Quantity of object of contract need not be determinate.


The object of a contract must be determinate as to its kind or at least determinable without the
necessity of a new or further agreement between the parties. It need not be specified with absolute
certainty. The same is true of the quantity of the object of the contract. It is sufficient that it is possible
to determine the same without the need of a new contract between the parties.
When the obligation consists in the delivery of a generic thing, whose quality and circumstances
have not been stated, Article 1246 governs.

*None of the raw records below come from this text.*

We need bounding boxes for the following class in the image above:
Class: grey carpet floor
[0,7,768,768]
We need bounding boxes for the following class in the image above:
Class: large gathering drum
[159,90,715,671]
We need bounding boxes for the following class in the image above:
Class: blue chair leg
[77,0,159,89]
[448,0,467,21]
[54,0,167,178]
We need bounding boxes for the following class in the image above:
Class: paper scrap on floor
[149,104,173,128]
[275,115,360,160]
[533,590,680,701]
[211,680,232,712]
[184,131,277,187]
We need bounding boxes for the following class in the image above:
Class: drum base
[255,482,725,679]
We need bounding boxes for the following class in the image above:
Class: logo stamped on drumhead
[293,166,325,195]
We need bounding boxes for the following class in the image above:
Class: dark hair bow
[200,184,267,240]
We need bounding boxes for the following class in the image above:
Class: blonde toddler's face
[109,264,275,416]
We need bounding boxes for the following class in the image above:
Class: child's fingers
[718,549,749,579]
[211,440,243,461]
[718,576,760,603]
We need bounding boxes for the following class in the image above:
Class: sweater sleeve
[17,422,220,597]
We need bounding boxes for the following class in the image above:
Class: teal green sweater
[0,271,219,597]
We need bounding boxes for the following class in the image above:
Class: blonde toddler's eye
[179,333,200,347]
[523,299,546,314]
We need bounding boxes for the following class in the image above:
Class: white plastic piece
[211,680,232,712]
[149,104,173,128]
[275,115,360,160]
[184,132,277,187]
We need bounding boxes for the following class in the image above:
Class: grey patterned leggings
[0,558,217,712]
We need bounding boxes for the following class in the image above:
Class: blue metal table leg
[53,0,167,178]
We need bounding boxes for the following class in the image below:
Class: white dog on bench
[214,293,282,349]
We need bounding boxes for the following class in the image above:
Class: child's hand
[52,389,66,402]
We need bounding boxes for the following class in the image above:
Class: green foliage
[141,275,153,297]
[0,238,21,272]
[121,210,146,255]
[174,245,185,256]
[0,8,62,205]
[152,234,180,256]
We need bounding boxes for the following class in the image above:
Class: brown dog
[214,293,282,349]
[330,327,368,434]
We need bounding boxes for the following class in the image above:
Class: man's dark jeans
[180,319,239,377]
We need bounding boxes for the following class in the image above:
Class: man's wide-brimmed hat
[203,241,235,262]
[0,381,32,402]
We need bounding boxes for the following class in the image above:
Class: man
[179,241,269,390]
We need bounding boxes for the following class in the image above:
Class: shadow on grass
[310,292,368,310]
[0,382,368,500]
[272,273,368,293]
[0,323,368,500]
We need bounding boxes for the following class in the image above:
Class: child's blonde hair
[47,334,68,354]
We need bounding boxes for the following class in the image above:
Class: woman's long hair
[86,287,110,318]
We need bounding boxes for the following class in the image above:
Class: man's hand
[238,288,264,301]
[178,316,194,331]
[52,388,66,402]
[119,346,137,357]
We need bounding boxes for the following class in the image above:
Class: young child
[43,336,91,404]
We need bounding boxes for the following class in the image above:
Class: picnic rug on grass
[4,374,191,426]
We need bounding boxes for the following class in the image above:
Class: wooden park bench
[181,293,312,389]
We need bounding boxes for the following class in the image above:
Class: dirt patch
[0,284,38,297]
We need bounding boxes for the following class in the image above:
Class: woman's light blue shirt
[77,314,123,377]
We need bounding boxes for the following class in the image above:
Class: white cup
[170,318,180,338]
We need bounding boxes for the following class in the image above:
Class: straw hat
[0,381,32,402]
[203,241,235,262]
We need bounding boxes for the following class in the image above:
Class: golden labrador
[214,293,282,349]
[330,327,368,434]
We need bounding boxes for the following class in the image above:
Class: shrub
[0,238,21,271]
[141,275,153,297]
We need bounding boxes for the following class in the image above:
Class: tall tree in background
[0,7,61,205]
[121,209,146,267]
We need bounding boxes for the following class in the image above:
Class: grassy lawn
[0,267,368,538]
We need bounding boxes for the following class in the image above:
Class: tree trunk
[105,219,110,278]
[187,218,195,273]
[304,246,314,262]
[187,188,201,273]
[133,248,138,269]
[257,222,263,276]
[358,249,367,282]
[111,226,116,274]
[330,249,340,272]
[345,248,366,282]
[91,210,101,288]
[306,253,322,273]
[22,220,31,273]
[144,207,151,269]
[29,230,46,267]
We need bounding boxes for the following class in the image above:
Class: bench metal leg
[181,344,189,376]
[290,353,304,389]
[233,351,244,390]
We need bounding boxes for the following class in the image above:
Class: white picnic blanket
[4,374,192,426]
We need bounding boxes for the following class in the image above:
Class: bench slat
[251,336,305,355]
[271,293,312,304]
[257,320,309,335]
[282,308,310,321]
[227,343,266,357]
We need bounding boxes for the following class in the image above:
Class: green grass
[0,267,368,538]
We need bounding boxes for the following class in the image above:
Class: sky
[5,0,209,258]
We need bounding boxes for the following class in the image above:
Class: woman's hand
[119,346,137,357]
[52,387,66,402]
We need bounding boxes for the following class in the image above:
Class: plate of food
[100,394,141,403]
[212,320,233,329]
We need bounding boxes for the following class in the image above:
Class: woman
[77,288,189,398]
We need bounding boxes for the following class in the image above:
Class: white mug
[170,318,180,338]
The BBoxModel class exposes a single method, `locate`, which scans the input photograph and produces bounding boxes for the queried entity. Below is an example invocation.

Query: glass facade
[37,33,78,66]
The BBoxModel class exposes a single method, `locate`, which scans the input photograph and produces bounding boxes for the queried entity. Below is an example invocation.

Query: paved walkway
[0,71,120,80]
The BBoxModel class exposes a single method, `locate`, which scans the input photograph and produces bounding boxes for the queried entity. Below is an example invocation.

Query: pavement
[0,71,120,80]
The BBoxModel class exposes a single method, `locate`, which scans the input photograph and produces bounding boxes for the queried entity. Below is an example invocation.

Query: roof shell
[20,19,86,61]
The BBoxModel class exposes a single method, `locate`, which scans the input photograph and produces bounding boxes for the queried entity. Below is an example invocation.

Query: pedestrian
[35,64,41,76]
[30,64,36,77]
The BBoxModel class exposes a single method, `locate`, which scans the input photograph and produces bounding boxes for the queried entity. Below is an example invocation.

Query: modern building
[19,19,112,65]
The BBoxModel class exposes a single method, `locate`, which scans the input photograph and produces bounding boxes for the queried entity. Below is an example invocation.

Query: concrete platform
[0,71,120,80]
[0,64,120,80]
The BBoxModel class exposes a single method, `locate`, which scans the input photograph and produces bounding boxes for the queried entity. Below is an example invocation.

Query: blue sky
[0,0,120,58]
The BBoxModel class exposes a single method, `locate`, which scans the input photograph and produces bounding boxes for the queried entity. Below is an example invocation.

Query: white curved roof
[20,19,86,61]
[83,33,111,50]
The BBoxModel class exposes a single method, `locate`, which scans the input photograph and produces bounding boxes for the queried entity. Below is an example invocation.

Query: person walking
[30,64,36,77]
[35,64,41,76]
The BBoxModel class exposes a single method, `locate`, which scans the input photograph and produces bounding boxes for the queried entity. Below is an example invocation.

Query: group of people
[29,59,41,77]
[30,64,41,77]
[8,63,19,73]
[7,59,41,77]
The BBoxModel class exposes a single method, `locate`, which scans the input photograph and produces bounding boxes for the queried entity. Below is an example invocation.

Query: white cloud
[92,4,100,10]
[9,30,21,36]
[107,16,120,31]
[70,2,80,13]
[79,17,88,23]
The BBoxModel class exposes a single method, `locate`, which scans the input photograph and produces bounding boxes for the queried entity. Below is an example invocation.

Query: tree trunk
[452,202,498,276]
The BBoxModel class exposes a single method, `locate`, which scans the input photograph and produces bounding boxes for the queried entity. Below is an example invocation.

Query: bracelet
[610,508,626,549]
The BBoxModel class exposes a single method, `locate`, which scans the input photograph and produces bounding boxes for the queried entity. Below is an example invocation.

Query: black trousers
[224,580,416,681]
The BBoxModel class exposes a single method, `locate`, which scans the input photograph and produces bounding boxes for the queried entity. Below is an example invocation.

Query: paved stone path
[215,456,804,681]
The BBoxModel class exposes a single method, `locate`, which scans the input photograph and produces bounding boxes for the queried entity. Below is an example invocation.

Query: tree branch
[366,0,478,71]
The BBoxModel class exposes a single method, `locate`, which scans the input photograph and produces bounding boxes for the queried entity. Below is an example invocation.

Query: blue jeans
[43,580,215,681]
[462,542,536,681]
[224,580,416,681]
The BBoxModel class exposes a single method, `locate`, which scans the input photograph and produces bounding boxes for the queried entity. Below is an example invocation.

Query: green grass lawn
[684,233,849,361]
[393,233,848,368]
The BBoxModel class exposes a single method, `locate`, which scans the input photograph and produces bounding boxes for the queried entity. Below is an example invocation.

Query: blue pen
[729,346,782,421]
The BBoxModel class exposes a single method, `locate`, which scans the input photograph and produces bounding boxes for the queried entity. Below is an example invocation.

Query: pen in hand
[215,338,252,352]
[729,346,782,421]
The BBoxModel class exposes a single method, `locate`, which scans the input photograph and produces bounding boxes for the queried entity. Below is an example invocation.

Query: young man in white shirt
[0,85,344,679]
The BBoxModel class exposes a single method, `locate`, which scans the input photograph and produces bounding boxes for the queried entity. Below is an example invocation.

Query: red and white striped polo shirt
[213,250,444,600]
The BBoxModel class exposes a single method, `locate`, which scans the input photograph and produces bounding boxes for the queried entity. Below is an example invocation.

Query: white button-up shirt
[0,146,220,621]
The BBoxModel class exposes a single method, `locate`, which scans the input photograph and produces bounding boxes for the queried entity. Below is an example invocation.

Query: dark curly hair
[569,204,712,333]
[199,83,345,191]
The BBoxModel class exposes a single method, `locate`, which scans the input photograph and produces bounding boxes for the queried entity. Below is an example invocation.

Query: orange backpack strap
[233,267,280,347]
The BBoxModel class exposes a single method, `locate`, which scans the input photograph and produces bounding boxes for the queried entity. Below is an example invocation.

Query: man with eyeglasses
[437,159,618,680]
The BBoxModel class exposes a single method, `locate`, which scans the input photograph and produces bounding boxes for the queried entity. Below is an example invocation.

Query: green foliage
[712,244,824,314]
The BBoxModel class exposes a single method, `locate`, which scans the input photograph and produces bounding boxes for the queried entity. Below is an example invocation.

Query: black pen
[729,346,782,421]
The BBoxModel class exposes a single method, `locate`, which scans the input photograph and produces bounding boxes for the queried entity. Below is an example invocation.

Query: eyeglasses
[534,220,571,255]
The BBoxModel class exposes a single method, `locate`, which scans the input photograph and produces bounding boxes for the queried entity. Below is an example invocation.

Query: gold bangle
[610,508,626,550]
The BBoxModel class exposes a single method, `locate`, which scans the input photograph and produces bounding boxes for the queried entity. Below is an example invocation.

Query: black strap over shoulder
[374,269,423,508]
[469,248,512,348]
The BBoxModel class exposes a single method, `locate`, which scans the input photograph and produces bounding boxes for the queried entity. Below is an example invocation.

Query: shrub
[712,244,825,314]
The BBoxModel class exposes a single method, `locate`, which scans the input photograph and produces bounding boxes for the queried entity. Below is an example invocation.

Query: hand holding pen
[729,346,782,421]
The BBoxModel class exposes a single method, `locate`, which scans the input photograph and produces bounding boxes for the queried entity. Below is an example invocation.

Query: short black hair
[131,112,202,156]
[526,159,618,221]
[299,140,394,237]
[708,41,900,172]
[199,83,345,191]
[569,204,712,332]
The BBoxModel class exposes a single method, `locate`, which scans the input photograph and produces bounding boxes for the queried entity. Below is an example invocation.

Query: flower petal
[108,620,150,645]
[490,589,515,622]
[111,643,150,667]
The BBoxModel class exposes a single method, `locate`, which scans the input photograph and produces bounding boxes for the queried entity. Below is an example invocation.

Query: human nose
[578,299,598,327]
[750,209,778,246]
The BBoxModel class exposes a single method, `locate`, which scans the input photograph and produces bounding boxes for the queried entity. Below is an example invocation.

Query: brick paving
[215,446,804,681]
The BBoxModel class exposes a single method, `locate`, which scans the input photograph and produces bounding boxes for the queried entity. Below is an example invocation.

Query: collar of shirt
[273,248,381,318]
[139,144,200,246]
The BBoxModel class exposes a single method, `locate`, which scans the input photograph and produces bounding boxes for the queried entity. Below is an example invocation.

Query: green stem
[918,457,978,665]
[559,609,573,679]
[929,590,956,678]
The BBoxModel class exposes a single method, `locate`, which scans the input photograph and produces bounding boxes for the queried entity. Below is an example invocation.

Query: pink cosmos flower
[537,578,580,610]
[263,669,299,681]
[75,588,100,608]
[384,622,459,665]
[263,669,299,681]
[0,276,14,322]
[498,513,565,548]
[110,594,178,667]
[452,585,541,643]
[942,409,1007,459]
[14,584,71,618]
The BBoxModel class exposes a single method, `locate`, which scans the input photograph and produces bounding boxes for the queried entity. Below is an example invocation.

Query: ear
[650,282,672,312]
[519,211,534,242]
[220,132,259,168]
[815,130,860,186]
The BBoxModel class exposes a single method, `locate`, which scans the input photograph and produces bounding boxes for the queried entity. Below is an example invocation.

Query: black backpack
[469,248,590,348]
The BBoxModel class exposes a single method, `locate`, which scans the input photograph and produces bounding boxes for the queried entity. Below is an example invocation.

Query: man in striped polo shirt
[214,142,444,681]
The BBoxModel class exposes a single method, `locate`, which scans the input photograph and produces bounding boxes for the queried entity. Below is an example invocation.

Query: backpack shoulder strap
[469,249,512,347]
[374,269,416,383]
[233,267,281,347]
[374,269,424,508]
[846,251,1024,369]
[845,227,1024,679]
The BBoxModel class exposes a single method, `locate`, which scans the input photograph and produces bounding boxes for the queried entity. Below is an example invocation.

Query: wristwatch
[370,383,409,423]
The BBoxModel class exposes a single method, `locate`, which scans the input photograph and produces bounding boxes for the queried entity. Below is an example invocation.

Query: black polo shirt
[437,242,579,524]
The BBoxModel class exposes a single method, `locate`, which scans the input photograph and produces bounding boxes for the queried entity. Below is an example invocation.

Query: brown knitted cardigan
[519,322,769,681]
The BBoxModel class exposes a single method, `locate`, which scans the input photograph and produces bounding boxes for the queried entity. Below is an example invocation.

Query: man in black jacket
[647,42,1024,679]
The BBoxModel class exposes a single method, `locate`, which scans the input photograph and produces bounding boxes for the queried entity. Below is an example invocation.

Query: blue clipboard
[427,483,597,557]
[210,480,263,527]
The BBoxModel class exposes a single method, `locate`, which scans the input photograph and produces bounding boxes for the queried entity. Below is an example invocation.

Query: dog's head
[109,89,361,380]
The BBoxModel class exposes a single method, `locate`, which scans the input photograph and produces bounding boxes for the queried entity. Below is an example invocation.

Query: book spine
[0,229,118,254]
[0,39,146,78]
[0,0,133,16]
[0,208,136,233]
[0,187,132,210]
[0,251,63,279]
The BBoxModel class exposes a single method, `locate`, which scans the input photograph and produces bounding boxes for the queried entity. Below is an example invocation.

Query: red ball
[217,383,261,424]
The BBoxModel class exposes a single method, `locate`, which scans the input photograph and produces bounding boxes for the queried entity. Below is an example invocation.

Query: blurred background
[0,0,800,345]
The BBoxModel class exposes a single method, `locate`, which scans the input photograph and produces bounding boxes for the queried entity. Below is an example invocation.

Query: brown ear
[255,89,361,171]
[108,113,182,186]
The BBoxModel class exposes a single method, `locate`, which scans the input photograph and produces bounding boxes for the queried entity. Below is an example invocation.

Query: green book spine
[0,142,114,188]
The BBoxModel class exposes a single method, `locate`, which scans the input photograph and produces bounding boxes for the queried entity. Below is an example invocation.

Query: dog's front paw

SECTION 3. — Cause of Contracts

ART. 1350. In onerous contracts the cause is understood to be, for each contracting party, the
prestation or promise of a thing or service by the other; in remuneratory ones, the service or
benefit which is remunerated; and in contracts of pure beneficence, the mere liberality of the
benefactor. (1274)

- Kung idedefine mo si cause, iisipin lang natin, eto yung reason kung bakit moba iaassume ang
obligation nay an. For example sa contract of sale, bakit moba idedeliver ang lupa? Anong
cause? Malamang kailangan mo ng pera. On the other party naman, bakit siya magbabayad ng
pera? Malamang kailangan niya ng lupa.
- Yung difference ng cause at ng subject matter is only a matter of view point in some ways kasi
yung subject matter for one party will be the cause or consideration for the other party. Although,
in another school of thought, sinasabi din nila na yung cause halimbawa kanina yung sa sale ng
lupayung cause ng seller is yung pera ng buyer at sa cause naman ng buyer is yung lupa ng
seller. As to both parties now, the subject matter is always lupa.
- Art. 1350 provides for the classification of contracts according to cause,
Meaning of cause.
Cause (causa) is the essential or more proximate purpose or reason which the contracting parties
have in view at the time of entering into the contract (see 8 Manresa 697; Republic vs. Cloribel, 36
SCRA 534 [1970].) or, as expressed in another case, it is the “why of the contract, the essential reason
which moves the contracting parties to enter into the contract.’’ (Gonzales vs. Trinidad, 67 Phil. 682
[1939]; Villamor vs. Court of Appeals, 202 SCRA 607 [1991]; Domingo vs. Court of Appeals, 367
SCRA 368 [2001].)
It is the Civil Code term for consideration in Anglo-American or common law.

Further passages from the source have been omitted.